There Was Never a Bottleneck in Concept Bottleneck Models

There Was Never a Bottleneck in Concept Bottleneck Models
Notice: This research summary and analysis were automatically generated using AI technology. For absolute accuracy, please refer to the [Original Paper Viewer] below or the Original ArXiv Source.

Deep learning representations are often difficult to interpret, which can hinder their deployment in sensitive applications. Concept Bottleneck Models (CBMs) have emerged as a promising approach to mitigate this issue by learning representations that support target task performance while ensuring that each component predicts a concrete concept from a predefined set. In this work, we argue that CBMs do not impose a true bottleneck: the fact that a component can predict a concept does not guarantee that it encodes only information about that concept. This shortcoming raises concerns regarding interpretability and the validity of intervention procedures. To overcome this limitation, we propose Minimal Concept Bottleneck Models (MCBMs), which incorporate an Information Bottleneck (IB) objective to constrain each representation component to retain only the information relevant to its corresponding concept. This IB is implemented via a variational regularization term added to the training loss. As a result, MCBMs yield more interpretable representations, support principled concept-level interventions, and remain consistent with probability-theoretic foundations.


💡 Research Summary

The paper critically examines Concept Bottleneck Models (CBMs), which aim to make deep neural networks interpretable by forcing each latent dimension z_j to predict a human‑understandable concept c_j. While CBMs ensure that z_j contains enough information to recover c_j (a sufficient statistic), they do not prevent z_j from also encoding unrelated nuisance information n from the raw input x. This “information leakage” undermines two core promises of CBMs: (i) interpretability, because z_j cannot be explained solely by c_j, and (ii) intervenability, because manipulating z_j to change a concept may unintentionally affect other latent factors.

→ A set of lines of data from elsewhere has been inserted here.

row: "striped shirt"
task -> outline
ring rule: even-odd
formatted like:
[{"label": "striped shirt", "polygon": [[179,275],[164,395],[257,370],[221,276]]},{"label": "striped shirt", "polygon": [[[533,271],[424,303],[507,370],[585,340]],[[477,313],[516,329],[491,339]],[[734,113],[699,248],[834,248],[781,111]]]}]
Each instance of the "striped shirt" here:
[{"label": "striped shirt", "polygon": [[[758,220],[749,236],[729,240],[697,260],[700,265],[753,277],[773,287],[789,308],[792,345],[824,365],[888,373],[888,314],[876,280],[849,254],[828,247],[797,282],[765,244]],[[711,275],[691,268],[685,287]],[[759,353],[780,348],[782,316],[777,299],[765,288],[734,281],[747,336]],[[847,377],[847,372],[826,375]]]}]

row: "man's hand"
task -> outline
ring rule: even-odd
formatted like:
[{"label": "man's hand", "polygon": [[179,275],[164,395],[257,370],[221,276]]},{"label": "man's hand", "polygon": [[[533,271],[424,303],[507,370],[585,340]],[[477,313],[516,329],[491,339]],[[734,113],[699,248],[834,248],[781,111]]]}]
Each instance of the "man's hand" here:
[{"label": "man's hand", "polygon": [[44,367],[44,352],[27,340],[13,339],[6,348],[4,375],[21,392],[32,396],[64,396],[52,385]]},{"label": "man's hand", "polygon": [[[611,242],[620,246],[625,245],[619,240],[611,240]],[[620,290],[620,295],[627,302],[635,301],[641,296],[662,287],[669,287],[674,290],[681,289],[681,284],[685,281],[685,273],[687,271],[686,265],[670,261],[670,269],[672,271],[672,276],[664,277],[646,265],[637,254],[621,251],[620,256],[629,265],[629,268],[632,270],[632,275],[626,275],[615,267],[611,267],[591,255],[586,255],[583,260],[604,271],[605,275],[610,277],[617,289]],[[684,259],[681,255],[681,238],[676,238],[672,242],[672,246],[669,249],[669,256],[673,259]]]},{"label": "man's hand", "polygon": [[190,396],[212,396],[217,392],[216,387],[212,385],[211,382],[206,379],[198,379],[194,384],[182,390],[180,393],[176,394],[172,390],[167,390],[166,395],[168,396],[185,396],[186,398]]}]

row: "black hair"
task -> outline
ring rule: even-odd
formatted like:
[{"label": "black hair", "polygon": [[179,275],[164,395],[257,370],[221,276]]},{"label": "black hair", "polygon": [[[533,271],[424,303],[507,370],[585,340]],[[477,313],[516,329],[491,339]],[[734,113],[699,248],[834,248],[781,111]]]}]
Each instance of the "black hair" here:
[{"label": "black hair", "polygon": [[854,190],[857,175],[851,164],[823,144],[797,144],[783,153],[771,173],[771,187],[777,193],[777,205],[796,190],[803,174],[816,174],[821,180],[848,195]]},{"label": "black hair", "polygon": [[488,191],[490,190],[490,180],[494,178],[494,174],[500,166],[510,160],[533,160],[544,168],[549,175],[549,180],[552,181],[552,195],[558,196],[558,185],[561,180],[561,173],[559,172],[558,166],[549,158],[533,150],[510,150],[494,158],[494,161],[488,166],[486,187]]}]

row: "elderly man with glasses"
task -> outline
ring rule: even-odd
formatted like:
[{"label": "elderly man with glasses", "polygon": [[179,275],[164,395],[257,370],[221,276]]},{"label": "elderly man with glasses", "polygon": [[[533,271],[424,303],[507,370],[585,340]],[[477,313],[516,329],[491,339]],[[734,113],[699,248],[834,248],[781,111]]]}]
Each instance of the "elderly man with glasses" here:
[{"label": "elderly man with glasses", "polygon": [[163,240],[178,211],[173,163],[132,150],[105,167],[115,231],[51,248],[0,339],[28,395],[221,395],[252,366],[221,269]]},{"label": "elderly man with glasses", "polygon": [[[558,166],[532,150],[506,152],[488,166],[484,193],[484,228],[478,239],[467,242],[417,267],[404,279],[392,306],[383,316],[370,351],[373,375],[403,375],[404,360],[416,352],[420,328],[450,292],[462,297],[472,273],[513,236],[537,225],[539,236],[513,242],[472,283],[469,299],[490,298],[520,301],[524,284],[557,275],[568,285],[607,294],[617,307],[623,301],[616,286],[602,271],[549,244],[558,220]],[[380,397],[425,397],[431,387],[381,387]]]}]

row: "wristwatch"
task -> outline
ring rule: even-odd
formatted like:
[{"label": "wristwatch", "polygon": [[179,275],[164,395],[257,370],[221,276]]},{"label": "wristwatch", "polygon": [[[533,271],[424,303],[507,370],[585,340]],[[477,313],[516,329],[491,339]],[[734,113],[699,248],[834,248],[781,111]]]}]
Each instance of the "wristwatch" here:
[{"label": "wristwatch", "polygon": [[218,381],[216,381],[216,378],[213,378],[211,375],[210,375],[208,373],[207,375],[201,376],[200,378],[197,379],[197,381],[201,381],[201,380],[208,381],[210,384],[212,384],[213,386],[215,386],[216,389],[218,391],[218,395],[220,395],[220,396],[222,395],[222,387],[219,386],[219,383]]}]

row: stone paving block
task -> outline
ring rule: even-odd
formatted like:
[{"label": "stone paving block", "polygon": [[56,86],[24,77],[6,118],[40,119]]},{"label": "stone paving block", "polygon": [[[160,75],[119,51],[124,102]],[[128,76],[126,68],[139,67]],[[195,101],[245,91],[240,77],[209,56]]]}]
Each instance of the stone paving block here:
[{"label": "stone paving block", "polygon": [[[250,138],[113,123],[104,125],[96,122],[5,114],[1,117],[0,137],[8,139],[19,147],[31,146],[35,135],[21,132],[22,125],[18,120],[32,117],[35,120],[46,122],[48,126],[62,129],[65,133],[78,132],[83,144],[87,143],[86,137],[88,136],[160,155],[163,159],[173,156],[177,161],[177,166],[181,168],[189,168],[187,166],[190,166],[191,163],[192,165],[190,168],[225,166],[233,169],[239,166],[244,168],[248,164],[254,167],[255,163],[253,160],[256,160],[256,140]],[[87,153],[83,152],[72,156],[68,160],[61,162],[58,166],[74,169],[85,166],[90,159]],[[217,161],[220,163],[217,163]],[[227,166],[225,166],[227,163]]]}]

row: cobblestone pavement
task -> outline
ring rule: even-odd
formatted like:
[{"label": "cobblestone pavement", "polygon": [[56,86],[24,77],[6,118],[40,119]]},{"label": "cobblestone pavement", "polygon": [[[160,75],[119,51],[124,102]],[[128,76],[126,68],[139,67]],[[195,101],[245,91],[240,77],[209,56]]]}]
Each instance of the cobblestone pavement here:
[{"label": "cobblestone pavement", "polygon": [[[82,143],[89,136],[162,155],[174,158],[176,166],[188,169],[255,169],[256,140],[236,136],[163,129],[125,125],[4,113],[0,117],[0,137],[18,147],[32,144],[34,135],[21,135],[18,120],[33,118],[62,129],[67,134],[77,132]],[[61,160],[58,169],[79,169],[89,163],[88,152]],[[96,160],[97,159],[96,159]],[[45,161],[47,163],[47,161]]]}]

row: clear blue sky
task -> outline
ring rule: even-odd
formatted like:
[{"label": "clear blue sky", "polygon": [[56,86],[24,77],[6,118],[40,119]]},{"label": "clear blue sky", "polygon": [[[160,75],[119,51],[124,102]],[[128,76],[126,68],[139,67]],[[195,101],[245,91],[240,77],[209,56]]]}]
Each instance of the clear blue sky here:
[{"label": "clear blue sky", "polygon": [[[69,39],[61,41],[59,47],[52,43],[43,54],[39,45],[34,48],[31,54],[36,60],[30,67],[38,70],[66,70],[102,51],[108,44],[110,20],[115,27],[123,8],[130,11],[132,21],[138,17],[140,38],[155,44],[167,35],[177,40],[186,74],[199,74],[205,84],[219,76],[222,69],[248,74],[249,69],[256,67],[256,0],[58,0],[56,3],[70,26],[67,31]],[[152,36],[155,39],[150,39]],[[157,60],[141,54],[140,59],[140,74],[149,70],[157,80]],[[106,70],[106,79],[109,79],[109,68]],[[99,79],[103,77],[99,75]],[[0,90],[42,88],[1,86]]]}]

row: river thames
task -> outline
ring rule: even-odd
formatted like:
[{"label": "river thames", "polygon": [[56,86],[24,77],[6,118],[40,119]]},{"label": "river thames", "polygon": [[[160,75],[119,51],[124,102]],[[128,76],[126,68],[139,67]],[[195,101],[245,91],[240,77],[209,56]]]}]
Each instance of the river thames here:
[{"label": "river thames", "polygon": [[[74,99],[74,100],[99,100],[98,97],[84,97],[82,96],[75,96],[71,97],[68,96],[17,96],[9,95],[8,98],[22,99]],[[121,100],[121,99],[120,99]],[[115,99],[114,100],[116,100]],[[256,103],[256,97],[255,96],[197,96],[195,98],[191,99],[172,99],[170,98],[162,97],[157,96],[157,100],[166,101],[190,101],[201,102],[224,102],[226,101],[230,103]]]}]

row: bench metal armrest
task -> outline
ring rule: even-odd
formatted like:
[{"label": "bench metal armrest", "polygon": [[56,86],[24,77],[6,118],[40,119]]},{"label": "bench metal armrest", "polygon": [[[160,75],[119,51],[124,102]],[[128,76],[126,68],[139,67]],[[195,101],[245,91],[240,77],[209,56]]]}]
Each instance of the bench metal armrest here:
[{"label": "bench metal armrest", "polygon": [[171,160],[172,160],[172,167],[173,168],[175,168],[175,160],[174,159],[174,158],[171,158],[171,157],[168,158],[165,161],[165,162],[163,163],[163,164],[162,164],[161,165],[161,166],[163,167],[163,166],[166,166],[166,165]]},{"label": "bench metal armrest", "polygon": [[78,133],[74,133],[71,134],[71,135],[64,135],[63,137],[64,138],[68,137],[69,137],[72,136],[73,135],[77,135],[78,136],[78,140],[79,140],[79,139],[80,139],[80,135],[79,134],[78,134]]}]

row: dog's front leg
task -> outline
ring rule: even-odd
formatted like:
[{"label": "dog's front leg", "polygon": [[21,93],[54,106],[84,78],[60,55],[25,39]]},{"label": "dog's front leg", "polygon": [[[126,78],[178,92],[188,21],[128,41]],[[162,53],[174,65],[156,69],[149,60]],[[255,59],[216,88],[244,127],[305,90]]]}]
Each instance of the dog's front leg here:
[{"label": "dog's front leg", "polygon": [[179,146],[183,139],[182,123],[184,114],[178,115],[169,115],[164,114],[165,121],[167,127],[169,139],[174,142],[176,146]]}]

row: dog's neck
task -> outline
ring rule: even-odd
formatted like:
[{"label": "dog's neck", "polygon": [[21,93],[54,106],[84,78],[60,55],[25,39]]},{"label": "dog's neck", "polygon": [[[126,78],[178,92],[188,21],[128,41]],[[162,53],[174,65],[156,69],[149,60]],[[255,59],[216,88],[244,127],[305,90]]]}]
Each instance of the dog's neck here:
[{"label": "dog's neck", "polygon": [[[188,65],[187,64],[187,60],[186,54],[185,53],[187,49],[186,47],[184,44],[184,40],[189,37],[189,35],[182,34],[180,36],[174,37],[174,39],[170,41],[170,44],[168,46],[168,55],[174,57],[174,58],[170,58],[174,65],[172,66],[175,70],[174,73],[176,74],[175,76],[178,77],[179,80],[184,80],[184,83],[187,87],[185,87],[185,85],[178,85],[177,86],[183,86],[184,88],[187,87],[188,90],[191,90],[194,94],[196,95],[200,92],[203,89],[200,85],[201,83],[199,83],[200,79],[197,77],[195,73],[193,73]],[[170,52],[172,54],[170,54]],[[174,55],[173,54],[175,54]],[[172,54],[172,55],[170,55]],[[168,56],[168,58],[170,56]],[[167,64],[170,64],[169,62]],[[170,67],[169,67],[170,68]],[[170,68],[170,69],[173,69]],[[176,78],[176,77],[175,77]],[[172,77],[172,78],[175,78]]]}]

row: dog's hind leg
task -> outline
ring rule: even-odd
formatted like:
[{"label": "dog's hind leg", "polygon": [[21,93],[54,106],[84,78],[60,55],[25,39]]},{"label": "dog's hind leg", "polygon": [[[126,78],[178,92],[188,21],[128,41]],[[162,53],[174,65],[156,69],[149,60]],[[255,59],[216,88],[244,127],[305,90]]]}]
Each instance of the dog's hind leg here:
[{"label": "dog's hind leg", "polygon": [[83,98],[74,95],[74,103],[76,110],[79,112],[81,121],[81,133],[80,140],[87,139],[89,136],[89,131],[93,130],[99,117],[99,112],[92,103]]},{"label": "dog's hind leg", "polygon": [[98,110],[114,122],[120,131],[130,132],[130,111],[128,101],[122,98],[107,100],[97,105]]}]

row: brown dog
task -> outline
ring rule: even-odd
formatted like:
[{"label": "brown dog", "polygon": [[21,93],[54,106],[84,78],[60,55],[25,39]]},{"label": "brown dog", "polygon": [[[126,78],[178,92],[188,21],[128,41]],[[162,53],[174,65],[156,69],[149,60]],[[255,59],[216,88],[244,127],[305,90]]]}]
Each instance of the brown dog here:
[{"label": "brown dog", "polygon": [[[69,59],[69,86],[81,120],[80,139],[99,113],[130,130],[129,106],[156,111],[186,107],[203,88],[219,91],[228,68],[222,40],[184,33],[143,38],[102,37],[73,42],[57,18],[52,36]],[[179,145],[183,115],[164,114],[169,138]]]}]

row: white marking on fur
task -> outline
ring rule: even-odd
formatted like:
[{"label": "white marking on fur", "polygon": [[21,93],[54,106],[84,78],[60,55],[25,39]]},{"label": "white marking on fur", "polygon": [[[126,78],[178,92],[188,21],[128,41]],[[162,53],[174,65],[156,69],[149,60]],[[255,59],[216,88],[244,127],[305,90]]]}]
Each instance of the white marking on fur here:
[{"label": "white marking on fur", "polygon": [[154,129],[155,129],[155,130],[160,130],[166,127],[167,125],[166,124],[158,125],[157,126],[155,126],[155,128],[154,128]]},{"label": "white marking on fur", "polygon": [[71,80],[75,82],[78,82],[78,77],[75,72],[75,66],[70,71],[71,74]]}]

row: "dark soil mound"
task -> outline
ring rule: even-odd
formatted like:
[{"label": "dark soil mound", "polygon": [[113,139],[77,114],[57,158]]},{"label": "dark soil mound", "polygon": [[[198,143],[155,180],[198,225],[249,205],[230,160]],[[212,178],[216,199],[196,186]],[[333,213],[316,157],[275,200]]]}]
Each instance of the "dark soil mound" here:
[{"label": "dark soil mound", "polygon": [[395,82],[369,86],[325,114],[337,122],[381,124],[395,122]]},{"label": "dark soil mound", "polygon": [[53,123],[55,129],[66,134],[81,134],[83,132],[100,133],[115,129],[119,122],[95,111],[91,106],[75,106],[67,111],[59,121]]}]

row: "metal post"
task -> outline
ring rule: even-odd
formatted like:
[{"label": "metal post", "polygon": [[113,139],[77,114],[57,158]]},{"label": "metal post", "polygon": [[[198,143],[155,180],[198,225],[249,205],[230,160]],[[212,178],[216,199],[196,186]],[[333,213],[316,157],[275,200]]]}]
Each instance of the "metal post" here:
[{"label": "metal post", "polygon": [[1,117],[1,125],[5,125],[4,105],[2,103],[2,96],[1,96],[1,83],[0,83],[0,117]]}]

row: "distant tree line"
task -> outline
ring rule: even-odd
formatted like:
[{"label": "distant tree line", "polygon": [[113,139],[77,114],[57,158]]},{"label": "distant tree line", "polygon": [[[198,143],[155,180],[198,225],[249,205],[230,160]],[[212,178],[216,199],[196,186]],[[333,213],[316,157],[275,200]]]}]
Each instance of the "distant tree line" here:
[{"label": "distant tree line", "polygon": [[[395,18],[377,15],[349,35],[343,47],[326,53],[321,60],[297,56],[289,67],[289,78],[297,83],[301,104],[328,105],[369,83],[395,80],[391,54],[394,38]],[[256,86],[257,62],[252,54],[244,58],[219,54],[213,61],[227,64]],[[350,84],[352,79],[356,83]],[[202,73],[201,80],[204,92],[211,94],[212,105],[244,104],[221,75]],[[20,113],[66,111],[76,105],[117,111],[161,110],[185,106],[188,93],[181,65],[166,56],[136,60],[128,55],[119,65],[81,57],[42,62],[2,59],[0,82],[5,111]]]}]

To address this, the authors introduce Minimal Concept Bottleneck Models (MCBMs), which explicitly impose an Information Bottleneck (IB) on each z_j. The IB objective minimizes the conditional mutual information I(Z_j; X | C_j), forcing z_j to be a minimal sufficient statistic of c_j and to discard any information not relevant to c_j. Using a variational formulation, this objective becomes a KL‑divergence term between the stochastic encoder p_θ(z_j | x) and a new “representation head” q_ϕ(ẑ_j | c_j). Under Gaussian assumptions, the KL reduces to a mean‑squared error between the encoder’s mean f_θ(x) and a concept‑dependent prototype g_z_ϕ(c_j). The full training loss combines three components: the standard prediction loss L_y, the concept reconstruction loss L_c, and the IB regularizer L_IB, weighted by hyper‑parameters β and γ.

The paper provides a thorough theoretical analysis. It shows that achieving I(Z_j; X | C_j)=0 is equivalent to satisfying the Markov chain X ↔ C_j ↔ Z_j, which in turn guarantees that p(z_j | c_j)=p(z_j | x). This property makes the conditional distribution p(z_j | c_j) well‑defined, enabling principled interventions: setting c_j to a desired value directly determines the distribution of z_j, without side effects on other concepts.

Empirical evaluation is conducted on synthetic datasets and real‑world medical imaging tasks. The authors measure information leakage via I(Z; N) and demonstrate that MCBMs dramatically reduce this metric compared to vanilla CBMs and related variants (e.g., Hard CBMs, Stochastic CBMs). Visualization of latent spaces shows near‑perfect disentanglement: each z_j correlates almost exclusively with its assigned concept. Intervention experiments—where a specific concept is forced to a target value—show that MCBMs alter the final prediction ŷ exactly as predicted by the causal graph, whereas CBMs exhibit unintended changes due to residual nuisance information. Importantly, predictive accuracy of MCBMs matches or slightly exceeds that of standard CBMs, indicating that the IB regularizer does not sacrifice performance.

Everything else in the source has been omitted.